As we complete half of the Lent, it is also time to review our progress. Ninety percent of the people think that lent means restricting our diet and avoid eating meats and animal products. If that is all you got accomplished this far, your lent is a big failure.

In fact, what is fasting? I came across a homily titled, 'God's Common Sense Fasting'. The gist of the message was:

"God has better common sense than man. Many times we look at things from the microscopic level and fail to understand the bigger picture or their rationale. Sometimes we comply with a technical attitude rather than with a discerning spirit behind the word of God. Take for instance fasting. The end or goal of fasting is not to make us suffer, nor to make us observe the rules faithfully and in the end, commit sin by quarrelling or boasting. The purpose of fasting is to convert, to repent and turn away from the worldliness of our being, and to enter into a spirit of love and communion with God. We miss the point if we don't understand the laws of God with the correct spirit of charity."

Lent can be thought of as a three legged stool. One leg is fasting. But then there is prayer and charity as the other legs of the stool. Reconciliation of the issues with your neighbor, meditation and confession of your sins, etc. are integral parts of the lent. If you forget about diet control and do the others, your lent is 90% successful. Controlling food gives us the discipline in controlling our behavior and get us ready to do the higher things. Most of us ignore the higher things and only worry about controlling the diet.

There is some confusion as to what is charity. It is more than helping the poor. Let us take a look at The Corporal and Spiritual Works of Mercy. The Spiritual and Corporal Works of Mercy illustrate the ways to show charity toward others.

The Corporal Works of Mercy

Feed the hungry
Give drink to the thirsty
Clothe the naked
Shelter the homeless
Visit the sick
Visit the imprisoned
Bury the dead

The Spiritual Works of Mercy

Admonish the sinner
Instruct the ignorant
Counsel the doubtful
Comfort the sorrowful
Bear wrongs patiently
Forgive all injuries
Pray for the living and the dead

Charity is a big, expansive field. One bishop told me that the least we should do is to donate the money we save during the fasting to help the poor. That definitely is a good idea.

Please read the Malankara World Supplement on Great Lent to learn more ideas.

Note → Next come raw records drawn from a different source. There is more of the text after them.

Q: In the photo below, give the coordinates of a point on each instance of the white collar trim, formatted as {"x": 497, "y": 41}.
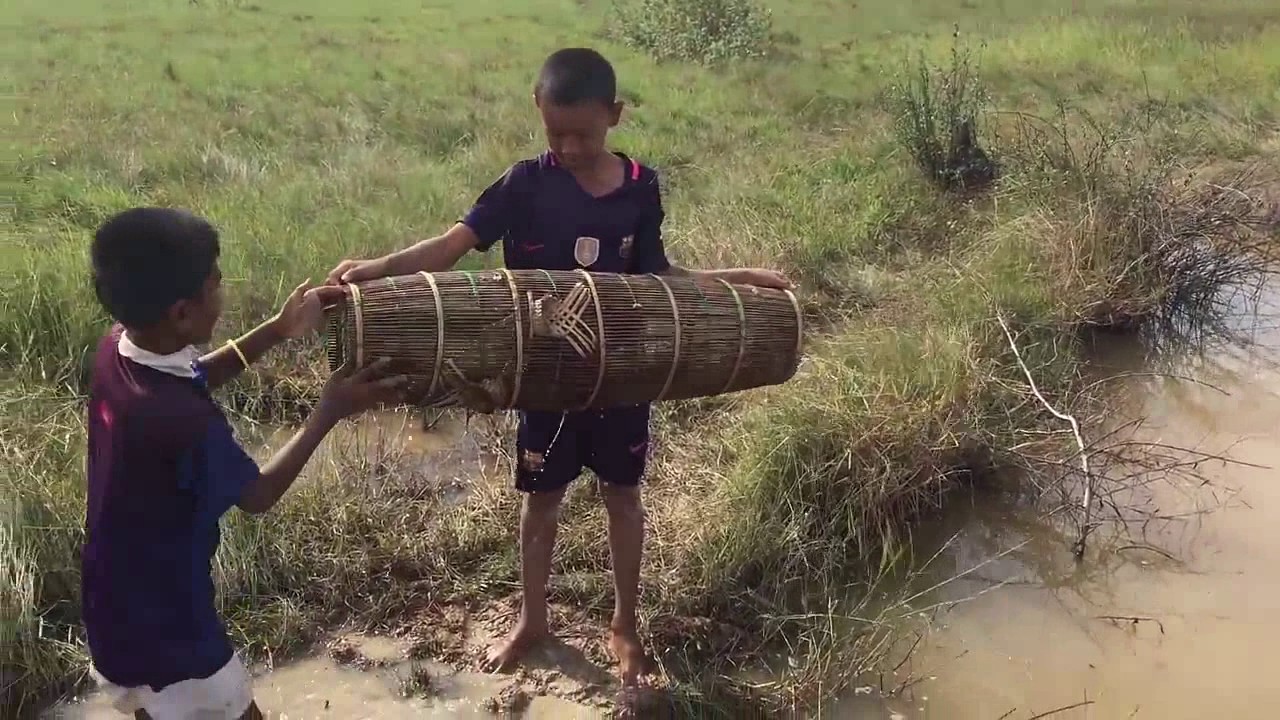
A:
{"x": 179, "y": 364}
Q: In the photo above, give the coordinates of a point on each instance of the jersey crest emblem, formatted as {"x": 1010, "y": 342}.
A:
{"x": 586, "y": 251}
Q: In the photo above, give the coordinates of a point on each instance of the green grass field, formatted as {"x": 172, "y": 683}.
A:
{"x": 311, "y": 132}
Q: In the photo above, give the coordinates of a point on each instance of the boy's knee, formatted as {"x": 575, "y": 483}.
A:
{"x": 544, "y": 504}
{"x": 622, "y": 500}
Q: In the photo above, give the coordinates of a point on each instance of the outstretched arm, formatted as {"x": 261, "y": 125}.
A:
{"x": 432, "y": 255}
{"x": 300, "y": 314}
{"x": 758, "y": 277}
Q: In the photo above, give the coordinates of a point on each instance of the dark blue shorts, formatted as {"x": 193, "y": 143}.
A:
{"x": 553, "y": 449}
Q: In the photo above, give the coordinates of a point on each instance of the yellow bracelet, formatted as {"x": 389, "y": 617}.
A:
{"x": 238, "y": 354}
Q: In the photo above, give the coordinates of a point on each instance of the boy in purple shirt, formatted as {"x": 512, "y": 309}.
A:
{"x": 577, "y": 205}
{"x": 163, "y": 465}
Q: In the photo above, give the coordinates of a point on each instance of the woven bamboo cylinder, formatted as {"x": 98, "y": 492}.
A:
{"x": 566, "y": 340}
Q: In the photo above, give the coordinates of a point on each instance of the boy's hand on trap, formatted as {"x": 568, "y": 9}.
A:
{"x": 353, "y": 392}
{"x": 357, "y": 270}
{"x": 301, "y": 314}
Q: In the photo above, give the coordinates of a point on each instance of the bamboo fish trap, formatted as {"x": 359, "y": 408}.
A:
{"x": 566, "y": 340}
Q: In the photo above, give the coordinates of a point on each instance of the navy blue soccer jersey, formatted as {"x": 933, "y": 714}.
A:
{"x": 547, "y": 220}
{"x": 163, "y": 468}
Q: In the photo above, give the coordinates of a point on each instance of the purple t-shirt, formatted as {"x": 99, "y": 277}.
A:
{"x": 163, "y": 466}
{"x": 547, "y": 220}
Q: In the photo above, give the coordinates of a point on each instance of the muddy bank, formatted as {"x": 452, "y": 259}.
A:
{"x": 370, "y": 678}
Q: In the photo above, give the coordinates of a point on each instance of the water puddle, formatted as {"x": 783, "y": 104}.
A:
{"x": 384, "y": 686}
{"x": 1162, "y": 627}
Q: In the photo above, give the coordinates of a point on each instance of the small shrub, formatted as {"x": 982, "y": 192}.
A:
{"x": 704, "y": 31}
{"x": 937, "y": 122}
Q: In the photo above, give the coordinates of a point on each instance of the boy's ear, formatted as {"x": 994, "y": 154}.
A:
{"x": 179, "y": 313}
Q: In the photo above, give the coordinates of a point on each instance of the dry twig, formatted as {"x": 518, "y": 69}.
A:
{"x": 1075, "y": 431}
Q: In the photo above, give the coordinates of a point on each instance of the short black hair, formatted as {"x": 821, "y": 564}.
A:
{"x": 145, "y": 259}
{"x": 576, "y": 74}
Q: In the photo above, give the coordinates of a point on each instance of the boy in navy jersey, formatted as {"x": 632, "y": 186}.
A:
{"x": 577, "y": 205}
{"x": 163, "y": 465}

Let me conclude by quoting LL Pope John Paul II who described the Lent in a Homily titled "In the secret of the heart":

"Lent is the time to come back to our self. It is a time of particular intimacy with God, in the secret of the heart and of the conscience. It is in this private intimacy with God that the essential work of Lent is accomplished: the work of conversion.

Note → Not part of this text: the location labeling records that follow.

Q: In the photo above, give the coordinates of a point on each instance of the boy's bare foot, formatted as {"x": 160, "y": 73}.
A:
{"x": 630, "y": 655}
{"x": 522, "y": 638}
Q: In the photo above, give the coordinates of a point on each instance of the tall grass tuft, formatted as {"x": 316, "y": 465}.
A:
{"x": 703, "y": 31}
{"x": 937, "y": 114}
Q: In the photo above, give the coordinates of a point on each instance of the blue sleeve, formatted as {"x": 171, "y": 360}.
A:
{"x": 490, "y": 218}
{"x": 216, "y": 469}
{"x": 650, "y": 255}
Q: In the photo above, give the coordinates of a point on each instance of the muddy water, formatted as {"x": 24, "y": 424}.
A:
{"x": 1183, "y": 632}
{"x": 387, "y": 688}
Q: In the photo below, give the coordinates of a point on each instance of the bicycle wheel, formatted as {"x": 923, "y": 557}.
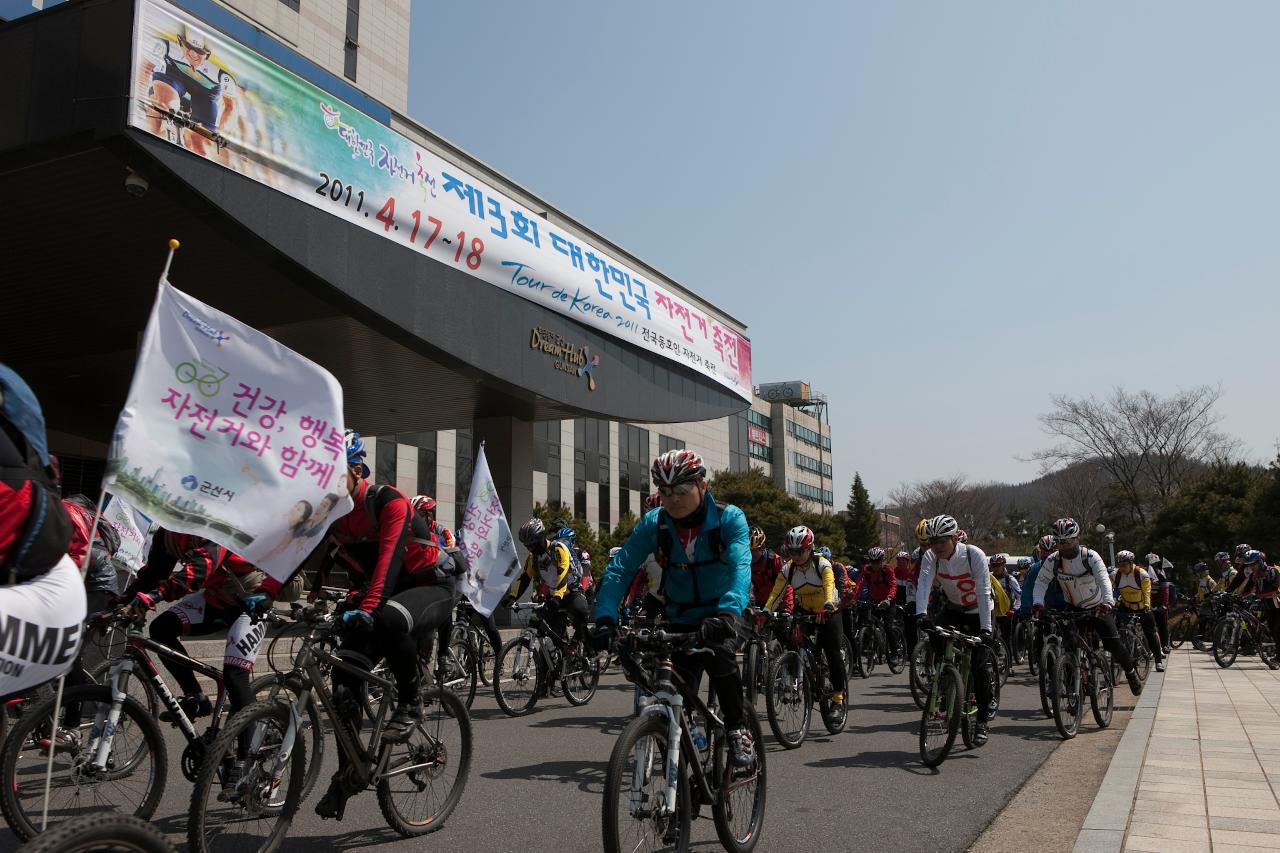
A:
{"x": 138, "y": 687}
{"x": 941, "y": 717}
{"x": 1226, "y": 642}
{"x": 277, "y": 688}
{"x": 101, "y": 834}
{"x": 752, "y": 671}
{"x": 895, "y": 649}
{"x": 1102, "y": 694}
{"x": 1065, "y": 694}
{"x": 516, "y": 678}
{"x": 787, "y": 699}
{"x": 920, "y": 676}
{"x": 460, "y": 670}
{"x": 246, "y": 794}
{"x": 739, "y": 810}
{"x": 581, "y": 676}
{"x": 131, "y": 783}
{"x": 426, "y": 774}
{"x": 635, "y": 790}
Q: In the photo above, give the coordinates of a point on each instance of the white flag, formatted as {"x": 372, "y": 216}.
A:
{"x": 487, "y": 543}
{"x": 231, "y": 436}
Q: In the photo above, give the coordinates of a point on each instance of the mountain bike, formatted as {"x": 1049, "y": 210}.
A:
{"x": 1242, "y": 632}
{"x": 1129, "y": 625}
{"x": 952, "y": 703}
{"x": 801, "y": 676}
{"x": 419, "y": 778}
{"x": 673, "y": 756}
{"x": 109, "y": 751}
{"x": 533, "y": 664}
{"x": 1082, "y": 667}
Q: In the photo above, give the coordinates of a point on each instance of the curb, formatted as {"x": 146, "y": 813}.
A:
{"x": 1109, "y": 816}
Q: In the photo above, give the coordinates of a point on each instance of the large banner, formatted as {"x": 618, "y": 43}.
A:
{"x": 485, "y": 539}
{"x": 199, "y": 89}
{"x": 231, "y": 436}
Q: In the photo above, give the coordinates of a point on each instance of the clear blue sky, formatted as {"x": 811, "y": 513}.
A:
{"x": 936, "y": 213}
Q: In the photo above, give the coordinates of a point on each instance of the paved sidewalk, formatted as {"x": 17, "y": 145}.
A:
{"x": 1210, "y": 774}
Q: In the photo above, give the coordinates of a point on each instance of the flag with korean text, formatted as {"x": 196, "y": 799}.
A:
{"x": 232, "y": 436}
{"x": 485, "y": 541}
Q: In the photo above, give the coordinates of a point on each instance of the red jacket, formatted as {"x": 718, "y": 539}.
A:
{"x": 878, "y": 579}
{"x": 764, "y": 574}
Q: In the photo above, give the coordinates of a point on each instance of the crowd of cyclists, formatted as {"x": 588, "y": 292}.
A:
{"x": 694, "y": 579}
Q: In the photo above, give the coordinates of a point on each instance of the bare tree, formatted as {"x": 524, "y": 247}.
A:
{"x": 1148, "y": 446}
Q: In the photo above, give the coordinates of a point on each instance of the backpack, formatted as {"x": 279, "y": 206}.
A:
{"x": 48, "y": 528}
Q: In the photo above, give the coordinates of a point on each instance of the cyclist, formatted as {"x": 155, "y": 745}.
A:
{"x": 425, "y": 506}
{"x": 705, "y": 553}
{"x": 402, "y": 589}
{"x": 813, "y": 582}
{"x": 1000, "y": 574}
{"x": 41, "y": 591}
{"x": 1132, "y": 588}
{"x": 1266, "y": 583}
{"x": 965, "y": 582}
{"x": 1086, "y": 585}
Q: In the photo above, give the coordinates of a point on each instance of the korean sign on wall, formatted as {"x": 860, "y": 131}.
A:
{"x": 206, "y": 92}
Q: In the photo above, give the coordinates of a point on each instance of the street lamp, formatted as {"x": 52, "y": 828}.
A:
{"x": 1111, "y": 541}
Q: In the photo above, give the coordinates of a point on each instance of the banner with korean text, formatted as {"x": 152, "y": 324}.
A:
{"x": 202, "y": 91}
{"x": 485, "y": 539}
{"x": 231, "y": 436}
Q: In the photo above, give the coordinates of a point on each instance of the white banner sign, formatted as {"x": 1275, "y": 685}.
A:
{"x": 219, "y": 100}
{"x": 485, "y": 539}
{"x": 231, "y": 436}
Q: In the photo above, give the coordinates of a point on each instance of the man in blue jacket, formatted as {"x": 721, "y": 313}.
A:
{"x": 704, "y": 551}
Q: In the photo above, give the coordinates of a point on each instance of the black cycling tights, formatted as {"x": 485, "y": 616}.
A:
{"x": 400, "y": 625}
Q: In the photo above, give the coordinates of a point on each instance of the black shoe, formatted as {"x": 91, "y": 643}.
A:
{"x": 402, "y": 723}
{"x": 193, "y": 706}
{"x": 334, "y": 801}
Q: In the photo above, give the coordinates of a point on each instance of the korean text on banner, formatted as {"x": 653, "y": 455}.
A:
{"x": 485, "y": 539}
{"x": 215, "y": 97}
{"x": 231, "y": 436}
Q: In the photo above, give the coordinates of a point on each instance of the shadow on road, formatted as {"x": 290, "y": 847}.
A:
{"x": 588, "y": 775}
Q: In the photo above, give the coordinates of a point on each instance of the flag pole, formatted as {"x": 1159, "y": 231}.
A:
{"x": 62, "y": 679}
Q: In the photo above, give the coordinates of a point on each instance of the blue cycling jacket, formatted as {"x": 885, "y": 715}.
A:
{"x": 694, "y": 585}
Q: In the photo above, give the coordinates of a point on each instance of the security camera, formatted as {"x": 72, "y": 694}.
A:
{"x": 136, "y": 185}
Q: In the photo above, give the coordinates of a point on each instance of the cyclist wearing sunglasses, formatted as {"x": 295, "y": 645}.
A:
{"x": 1086, "y": 585}
{"x": 705, "y": 556}
{"x": 961, "y": 573}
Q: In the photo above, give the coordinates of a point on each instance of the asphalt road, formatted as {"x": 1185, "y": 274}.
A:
{"x": 535, "y": 781}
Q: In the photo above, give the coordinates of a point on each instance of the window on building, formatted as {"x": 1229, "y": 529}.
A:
{"x": 351, "y": 42}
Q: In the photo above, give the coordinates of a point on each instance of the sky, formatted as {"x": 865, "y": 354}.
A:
{"x": 937, "y": 214}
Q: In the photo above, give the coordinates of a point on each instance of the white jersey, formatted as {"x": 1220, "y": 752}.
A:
{"x": 964, "y": 578}
{"x": 40, "y": 626}
{"x": 1083, "y": 579}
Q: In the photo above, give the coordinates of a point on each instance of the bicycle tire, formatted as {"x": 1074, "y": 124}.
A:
{"x": 723, "y": 812}
{"x": 1102, "y": 694}
{"x": 209, "y": 783}
{"x": 580, "y": 682}
{"x": 140, "y": 688}
{"x": 780, "y": 693}
{"x": 1226, "y": 642}
{"x": 269, "y": 687}
{"x": 940, "y": 720}
{"x": 101, "y": 834}
{"x": 1066, "y": 696}
{"x": 18, "y": 783}
{"x": 621, "y": 772}
{"x": 438, "y": 706}
{"x": 507, "y": 701}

And in this inner secret, in this intimacy with God in the full truth of the heart and of the conscience, words like those of the psalms of today's liturgy resound as one of the most profound confessions that man has ever done to God: "Have mercy on me, God, in your goodness; in your abundant compassion blot out my offense. Wash away all my guilt; from my sin cleanse me. For I know my offense; my sin is always before me. Against you alone have I sinned; I have done such evil in your sight that you are just in your sentence, blameless when you condemn" (Ps 50,1-6).

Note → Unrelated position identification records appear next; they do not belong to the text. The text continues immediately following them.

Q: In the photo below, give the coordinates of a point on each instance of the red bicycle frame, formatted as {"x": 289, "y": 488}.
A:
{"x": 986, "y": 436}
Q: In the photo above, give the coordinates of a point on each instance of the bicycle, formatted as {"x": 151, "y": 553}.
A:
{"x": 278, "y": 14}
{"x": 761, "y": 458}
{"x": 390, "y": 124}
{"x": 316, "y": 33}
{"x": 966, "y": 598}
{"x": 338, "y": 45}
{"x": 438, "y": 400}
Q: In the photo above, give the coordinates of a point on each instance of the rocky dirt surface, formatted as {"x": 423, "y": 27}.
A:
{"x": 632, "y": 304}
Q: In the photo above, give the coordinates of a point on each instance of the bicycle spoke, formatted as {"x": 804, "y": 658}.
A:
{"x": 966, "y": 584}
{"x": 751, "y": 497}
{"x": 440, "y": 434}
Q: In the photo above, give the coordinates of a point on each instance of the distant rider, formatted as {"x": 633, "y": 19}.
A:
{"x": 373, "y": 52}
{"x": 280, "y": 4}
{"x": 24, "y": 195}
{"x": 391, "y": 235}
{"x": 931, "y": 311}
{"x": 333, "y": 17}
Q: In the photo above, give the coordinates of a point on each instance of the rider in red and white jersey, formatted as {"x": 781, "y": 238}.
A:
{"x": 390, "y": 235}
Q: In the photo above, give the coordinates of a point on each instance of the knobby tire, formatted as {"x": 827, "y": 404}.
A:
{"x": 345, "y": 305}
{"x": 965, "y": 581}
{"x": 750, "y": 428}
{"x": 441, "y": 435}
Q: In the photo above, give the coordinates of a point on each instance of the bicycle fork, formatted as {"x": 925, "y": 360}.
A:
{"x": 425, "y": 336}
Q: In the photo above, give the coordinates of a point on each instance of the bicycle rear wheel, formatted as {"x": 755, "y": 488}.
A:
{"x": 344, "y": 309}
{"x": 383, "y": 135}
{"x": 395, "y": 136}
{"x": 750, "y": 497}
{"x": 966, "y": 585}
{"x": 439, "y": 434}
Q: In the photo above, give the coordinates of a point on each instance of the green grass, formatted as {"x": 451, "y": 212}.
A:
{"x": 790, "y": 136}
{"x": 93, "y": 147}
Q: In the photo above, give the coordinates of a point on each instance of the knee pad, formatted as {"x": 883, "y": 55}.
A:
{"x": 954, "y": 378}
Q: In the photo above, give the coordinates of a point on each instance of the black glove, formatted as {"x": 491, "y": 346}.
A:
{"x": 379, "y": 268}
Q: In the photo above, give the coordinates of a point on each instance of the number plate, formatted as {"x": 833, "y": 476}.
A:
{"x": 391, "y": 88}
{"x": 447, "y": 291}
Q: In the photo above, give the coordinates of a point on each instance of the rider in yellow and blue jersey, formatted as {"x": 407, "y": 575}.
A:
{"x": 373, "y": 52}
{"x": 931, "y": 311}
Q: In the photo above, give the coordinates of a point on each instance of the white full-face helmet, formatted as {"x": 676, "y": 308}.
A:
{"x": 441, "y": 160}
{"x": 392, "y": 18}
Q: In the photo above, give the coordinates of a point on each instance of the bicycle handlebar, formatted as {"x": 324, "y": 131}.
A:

These are words that purify, words that transform. They transform man from the inside. Let us recite them often during Lent. And above all, let us strive to renovate the spirit that leads them, the inspiration that has rightly so given these words a force of conversion. For Lent is essentially an invitation to conversion. The works of alms of which the Gospel speaks about today open the way to this conversion. Let us practice them as much as we can. But first of all, let us try to meet God interiorly in our whole life, in all it is made of, so as to reach this conversion in deepness, of which the penitential psalm of today's liturgy is filled."
- Pope John Paul II, Homily for Ash Wednesday, 1983

Congratulations on completing half of the journey. If you were not observing the lent so far, it is not too late to start now.